GLOUCESTER — A gang of thieves has stolen more than 40 manhole covers in the southwestern English city of Gloucester, leaving dangerous holes in the streets, officials said Thursday.

Germany

BERLIN — The communist-era Palace of the Republic — once home to the rubber-stamp East German parliament — survived demolition for nearly a decade and a half after the Berlin Wall was pulled down and now has a new life as a cultural center. Organizers on Thursday inaugurated an exhibit of Chinese art inside the gutted former glory of East German architecture.

Indonesia

JAKARTA — Indonesia's powerful security minister said Thursday he was quitting after accusing President Megawati Sukarnoputri of sidelining him ahead of a landmark election in which they will be rival candidates. "I have sent a letter to the president in which I ask her permission to resign from the Cabinet," Security Minister Susilo Bambang Yudhoyono told reporters.

Peru

LIMA — A convicted Peruvian terrorist who last year married Lori Berenson, an American serving a 20-year sentence for aiding leftist rebels, has been granted conjugal visiting rights at her Andean prison, he said Thursday.

Russia

MOSCOW — Swiss banks have frozen $5 billion in accounts belonging to Russia's richest man and his associates as part of Moscow's probe into alleged money laundering at the nation's largest oil company, an official said Thursday. The banks froze the accounts of 20 Russians — including Mikhail Khodorkovsky, former head of the Yukos oil company — at the request of Russia's Prosecutor General's Office, spokeswoman Natalya Vishnyakova told Russian media.

South Korea

SEOUL — Lawmakers loyal to President Roh Moo-hyun commandeered the National Assembly podium Thursday, physically blocking a vote in South Korea's first ever presidential impeachment bid. Angry opposition leaders vowed to try again today, while one Roh supporter doused himself with gasoline outside parliament and set himself ablaze in protest.

Thailand

BANGKOK — A new case of bird flu has been discovered in Thailand, and more than 100 chickens were found dead in Japan, where initial tests came up negative for the disease, authorities said Thursday.
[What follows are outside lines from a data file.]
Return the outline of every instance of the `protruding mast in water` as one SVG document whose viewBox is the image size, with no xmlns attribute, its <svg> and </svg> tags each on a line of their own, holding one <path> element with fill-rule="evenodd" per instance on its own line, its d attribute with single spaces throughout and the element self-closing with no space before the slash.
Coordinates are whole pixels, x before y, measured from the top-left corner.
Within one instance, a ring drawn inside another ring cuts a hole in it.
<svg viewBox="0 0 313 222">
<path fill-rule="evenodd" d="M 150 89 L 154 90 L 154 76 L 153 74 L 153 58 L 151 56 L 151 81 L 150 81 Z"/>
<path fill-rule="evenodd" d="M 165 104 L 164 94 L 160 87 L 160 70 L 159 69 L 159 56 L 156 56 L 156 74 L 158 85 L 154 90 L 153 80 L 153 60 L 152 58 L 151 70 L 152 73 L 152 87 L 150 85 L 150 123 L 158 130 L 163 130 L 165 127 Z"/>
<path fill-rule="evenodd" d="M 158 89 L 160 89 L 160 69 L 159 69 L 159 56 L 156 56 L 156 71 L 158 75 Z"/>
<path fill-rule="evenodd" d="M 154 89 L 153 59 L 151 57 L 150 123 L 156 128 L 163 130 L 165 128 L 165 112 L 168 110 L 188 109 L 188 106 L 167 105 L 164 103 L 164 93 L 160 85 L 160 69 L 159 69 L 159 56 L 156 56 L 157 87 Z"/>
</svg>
BANGKOK — Secretary of Homeland Security Tom Ridge praised Thailand for helping Washington's war on terrorism as the country agreed to adopt a U.S.-promoted computer system that scans travel records for suspected terrorists.

Turkey

ISTANBUL — Two suspected Islamic militants who carried out the bomb attack on a Masonic lodge were identified Thursday as Turks, ending speculation that one of the assailants was Afghan. A waiter in the lodge's dining hall was killed in the attack Tuesday night. One of the two attackers died from the blast.

Zimbabwe

HARARE — Sixty-four suspected mercenaries allegedly hired to overthrow the government of oil-rich Equatorial Guinea will face charges in Zimbabwe, along with their three-man flight crew, the attorney general said Thursday.